I'm trying to write an UDF that I would like to use on Hive tables in an sqlContext. Is it in any way possible to include objects from other libraries that are not serializable? Here's a minimal example of what does not work:
def myUDF(s: String) = {
import sun.misc.BASE64Encoder
val coder= new BASE64Encoder
val encoded= decoder.encode(s)
encoded
}
I register the function in the spark shell as udf function
val encoding = sqlContext.udf.register("encoder", myUDF)
If I try to run it on a table "test"
sqlContext.sql("SELECT encoder(colname) from test").show()
I get the error
org.apache.spark.SparkException: Task not serializable
object not serializable (class: sun.misc.BASE64Encoder, value: sun.misc.BASE64Encoder@4a7f9a94)
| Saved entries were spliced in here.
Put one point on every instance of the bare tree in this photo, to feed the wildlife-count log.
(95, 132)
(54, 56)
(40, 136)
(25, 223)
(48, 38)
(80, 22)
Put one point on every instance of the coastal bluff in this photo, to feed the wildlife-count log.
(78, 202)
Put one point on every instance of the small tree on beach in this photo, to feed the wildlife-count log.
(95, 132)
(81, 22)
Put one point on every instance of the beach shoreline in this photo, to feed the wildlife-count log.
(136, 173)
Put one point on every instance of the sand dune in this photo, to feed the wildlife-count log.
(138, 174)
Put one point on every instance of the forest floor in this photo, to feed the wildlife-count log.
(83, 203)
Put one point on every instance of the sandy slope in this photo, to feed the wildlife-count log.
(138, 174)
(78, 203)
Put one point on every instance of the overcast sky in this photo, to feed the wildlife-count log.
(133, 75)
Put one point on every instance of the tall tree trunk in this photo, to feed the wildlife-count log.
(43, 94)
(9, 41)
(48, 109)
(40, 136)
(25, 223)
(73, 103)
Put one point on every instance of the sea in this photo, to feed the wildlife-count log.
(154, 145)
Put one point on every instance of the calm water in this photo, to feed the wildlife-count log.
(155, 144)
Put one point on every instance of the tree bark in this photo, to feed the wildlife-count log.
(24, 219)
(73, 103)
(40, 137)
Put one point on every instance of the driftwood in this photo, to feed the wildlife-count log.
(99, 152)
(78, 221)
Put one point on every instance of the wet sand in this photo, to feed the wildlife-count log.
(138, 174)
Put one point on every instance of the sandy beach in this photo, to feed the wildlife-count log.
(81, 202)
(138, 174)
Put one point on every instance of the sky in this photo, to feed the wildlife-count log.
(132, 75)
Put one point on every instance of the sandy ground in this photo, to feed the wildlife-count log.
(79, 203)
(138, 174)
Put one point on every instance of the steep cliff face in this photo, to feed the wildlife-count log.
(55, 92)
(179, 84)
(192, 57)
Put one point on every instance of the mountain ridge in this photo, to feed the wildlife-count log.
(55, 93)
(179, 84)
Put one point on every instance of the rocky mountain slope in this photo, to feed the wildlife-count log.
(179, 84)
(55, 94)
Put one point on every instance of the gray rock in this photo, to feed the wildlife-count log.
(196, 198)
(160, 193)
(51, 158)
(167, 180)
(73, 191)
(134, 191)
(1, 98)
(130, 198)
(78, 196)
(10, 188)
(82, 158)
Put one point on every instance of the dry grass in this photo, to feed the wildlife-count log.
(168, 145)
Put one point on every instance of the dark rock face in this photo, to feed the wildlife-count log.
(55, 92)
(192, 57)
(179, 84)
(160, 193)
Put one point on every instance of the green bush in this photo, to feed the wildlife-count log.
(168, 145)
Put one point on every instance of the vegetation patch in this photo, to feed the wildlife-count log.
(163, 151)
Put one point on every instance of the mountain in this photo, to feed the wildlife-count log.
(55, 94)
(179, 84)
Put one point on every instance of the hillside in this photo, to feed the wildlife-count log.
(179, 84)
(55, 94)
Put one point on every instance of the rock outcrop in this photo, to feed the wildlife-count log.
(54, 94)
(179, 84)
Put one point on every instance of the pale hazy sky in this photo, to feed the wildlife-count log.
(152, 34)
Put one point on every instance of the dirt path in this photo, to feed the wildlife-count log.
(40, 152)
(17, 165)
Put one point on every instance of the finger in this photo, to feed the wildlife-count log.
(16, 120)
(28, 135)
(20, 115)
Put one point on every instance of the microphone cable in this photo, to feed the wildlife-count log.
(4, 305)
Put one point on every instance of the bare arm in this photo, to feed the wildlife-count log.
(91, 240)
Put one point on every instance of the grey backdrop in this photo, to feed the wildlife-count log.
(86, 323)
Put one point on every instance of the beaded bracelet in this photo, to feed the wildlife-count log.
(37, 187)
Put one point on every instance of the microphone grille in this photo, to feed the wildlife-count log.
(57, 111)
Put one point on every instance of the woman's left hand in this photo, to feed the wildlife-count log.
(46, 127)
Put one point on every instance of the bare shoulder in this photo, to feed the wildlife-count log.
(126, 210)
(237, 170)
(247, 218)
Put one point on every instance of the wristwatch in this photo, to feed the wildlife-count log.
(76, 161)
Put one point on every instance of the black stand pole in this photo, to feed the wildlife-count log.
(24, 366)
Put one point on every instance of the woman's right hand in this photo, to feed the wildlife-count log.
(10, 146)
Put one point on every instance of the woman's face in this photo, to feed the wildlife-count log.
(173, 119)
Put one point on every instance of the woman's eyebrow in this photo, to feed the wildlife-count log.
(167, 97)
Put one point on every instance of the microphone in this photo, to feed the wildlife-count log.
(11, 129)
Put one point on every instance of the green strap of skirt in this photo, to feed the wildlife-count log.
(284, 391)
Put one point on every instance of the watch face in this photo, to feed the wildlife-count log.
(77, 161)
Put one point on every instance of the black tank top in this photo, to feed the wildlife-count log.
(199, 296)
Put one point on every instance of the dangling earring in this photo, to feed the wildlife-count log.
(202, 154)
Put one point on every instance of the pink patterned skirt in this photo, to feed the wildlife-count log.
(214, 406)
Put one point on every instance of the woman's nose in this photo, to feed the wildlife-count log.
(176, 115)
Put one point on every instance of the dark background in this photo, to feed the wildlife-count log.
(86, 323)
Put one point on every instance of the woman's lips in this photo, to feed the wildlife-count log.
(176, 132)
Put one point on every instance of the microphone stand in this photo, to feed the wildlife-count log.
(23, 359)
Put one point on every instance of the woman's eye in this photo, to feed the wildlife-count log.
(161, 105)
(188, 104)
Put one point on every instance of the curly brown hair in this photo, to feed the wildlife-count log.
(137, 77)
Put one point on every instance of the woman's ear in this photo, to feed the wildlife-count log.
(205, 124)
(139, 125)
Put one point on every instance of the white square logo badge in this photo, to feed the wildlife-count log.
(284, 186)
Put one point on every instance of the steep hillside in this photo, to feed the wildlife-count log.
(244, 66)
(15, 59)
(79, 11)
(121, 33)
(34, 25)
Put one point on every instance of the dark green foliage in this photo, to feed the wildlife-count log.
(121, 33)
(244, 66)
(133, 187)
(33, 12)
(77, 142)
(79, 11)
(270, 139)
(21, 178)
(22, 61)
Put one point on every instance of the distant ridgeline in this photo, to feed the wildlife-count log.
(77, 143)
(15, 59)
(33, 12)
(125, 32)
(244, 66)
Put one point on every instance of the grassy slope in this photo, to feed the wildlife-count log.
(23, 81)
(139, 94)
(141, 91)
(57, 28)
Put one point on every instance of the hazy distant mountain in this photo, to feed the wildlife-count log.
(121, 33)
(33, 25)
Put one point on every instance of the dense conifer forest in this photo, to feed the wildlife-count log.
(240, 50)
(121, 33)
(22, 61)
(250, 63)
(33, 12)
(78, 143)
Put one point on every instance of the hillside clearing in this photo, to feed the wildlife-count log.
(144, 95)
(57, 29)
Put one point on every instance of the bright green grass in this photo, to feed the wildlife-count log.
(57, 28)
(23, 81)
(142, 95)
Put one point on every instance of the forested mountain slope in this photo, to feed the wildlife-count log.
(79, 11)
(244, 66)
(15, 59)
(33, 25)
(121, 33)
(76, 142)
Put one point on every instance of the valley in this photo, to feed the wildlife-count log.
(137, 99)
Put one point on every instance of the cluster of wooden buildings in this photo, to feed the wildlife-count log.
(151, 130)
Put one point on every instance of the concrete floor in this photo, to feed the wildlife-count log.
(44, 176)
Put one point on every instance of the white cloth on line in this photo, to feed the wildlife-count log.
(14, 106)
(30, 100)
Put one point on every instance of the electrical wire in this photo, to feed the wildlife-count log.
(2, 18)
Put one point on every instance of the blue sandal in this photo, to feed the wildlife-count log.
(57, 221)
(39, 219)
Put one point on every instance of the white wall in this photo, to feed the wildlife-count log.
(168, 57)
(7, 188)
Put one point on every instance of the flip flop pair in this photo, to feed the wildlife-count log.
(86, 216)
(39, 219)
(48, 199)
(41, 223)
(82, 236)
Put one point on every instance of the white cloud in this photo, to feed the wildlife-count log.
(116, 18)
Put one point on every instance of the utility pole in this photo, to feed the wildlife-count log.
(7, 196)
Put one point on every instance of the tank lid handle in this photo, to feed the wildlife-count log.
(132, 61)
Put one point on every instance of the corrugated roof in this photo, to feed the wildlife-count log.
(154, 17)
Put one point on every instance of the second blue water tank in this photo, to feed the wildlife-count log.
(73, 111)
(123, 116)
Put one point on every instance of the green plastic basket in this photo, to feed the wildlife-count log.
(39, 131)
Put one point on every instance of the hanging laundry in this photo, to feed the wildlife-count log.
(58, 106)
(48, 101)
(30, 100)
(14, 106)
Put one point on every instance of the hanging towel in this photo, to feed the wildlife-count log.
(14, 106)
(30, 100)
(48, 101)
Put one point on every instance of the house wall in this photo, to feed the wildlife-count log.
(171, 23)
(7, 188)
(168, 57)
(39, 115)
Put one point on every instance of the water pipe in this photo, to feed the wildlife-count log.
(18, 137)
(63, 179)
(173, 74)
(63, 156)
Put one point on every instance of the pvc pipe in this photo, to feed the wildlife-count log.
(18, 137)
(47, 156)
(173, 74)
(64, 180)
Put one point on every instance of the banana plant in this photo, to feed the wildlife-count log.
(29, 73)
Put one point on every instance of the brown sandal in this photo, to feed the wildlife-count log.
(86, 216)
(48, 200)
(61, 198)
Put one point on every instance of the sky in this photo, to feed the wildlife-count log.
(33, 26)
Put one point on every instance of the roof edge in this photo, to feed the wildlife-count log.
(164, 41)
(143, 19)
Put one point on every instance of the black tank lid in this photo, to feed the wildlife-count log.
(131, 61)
Is there a workaround for this? I tried embedding myUDF in an object and in a class but that didn't work either.
You can try defining udf
function as
def encoder = udf((s: String) => {
import sun.misc.BASE64Encoder
val coder= new BASE64Encoder
val encoded= coder.encode(s.getBytes("UTF-8"))
encoded
})
And call the udf
function as
dataframe.withColumn("encoded", encoder(col("id"))).show
Updated
As @santon has pointed out that BASE64Encoder
encoder is initiated for each row in the dataframe which might lead to performance issues. The solution to that would be to create a static object of BASE64Encoder
and call it within udf
function.